Singer Amit, Wu Hau-Tieng
Department of Mathematics and PACM, Princeton University, Fine Hall, Washington Road, Princeton NJ 08544-1000 USA.
Appl Comput Harmon Anal. 2011 Jul;31(1):44-58. doi: 10.1016/j.acha.2010.10.001.
One of the main objectives in the analysis of a high dimensional large data set is to learn its geometric and topological structure. Even though the data itself is parameterized as a point cloud in a high dimensional ambient space ℝ(p), the correlation between parameters often suggests the "manifold assumption" that the data points are distributed on (or near) a low dimensional Riemannian manifold ℳ(d) embedded in ℝ(p), with d ≪ p. We introduce an algorithm that determines the orientability of the intrinsic manifold given a sufficiently large number of sampled data points.

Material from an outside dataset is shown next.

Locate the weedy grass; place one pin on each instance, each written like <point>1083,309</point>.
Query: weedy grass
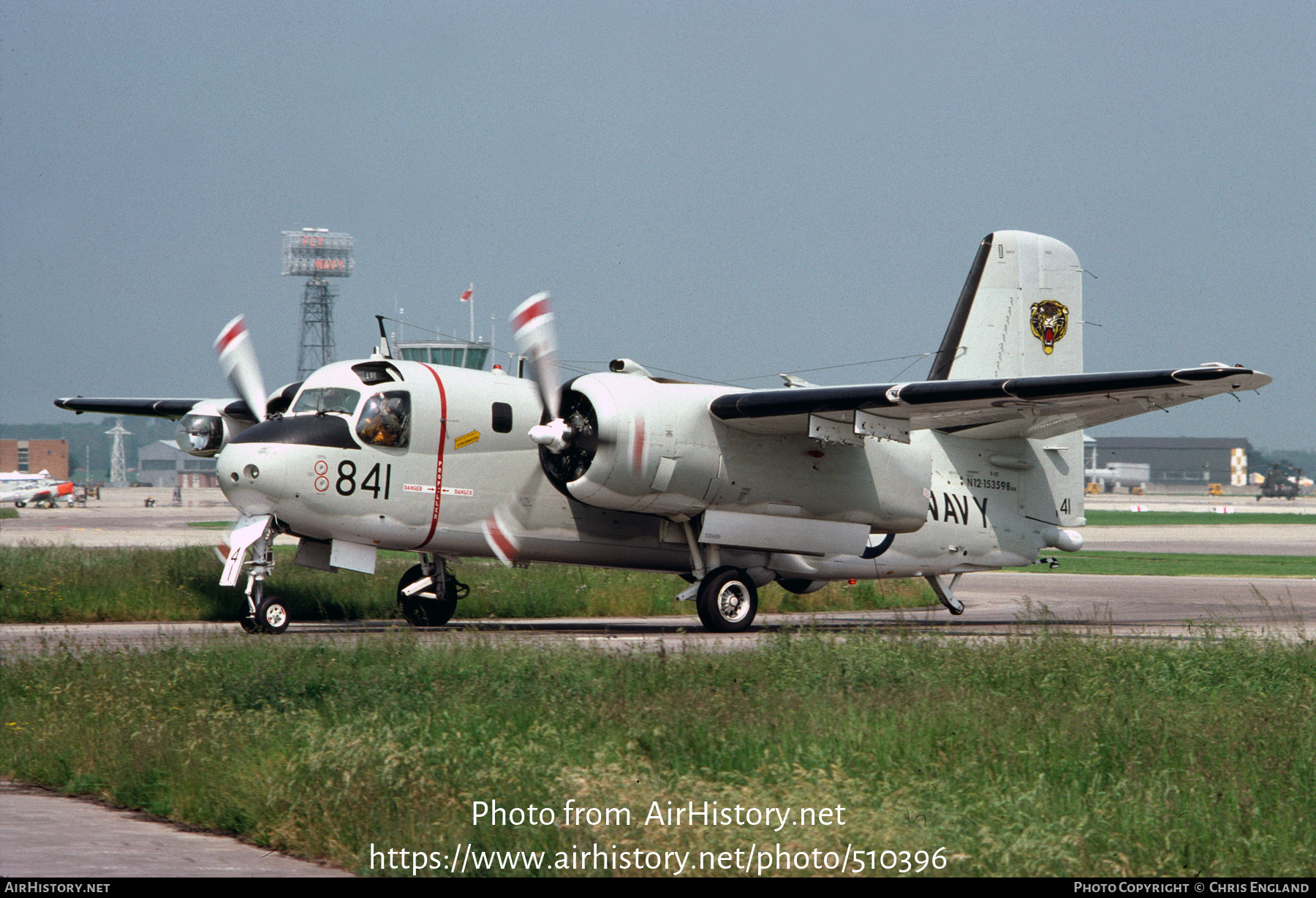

If the manifold is orientable, then our algorithm also provides an alternative procedure for computing the eigenfunctions of the Laplacian that are important in the diffusion map framework for reducing the dimensionality of the data. If the manifold is non-orientable, then we provide a modified diffusion mapping of its orientable double covering.
分析高维大数据集的主要目标之一是了解其几何和拓扑结构。尽管数据本身被参数化为高维环境空间ℝ(p)中的点云,但参数之间的相关性通常暗示了“流形假设”,即数据点分布在嵌入于ℝ(p)中的低维黎曼流形ℳ(d)上(或其附近),其中d远小于p。我们引入一种算法,在给定足够数量的采样数据点的情况下确定内在流形的可定向性。如果流形是可定向的,那么我们的算法还提供了一种替代方法来计算拉普拉斯算子的本征函数,这些本征函数在用于降低数据维度的扩散映射框架中很重要。如果流形是不可定向的,那么我们提供其可定向双覆盖的修正扩散映射。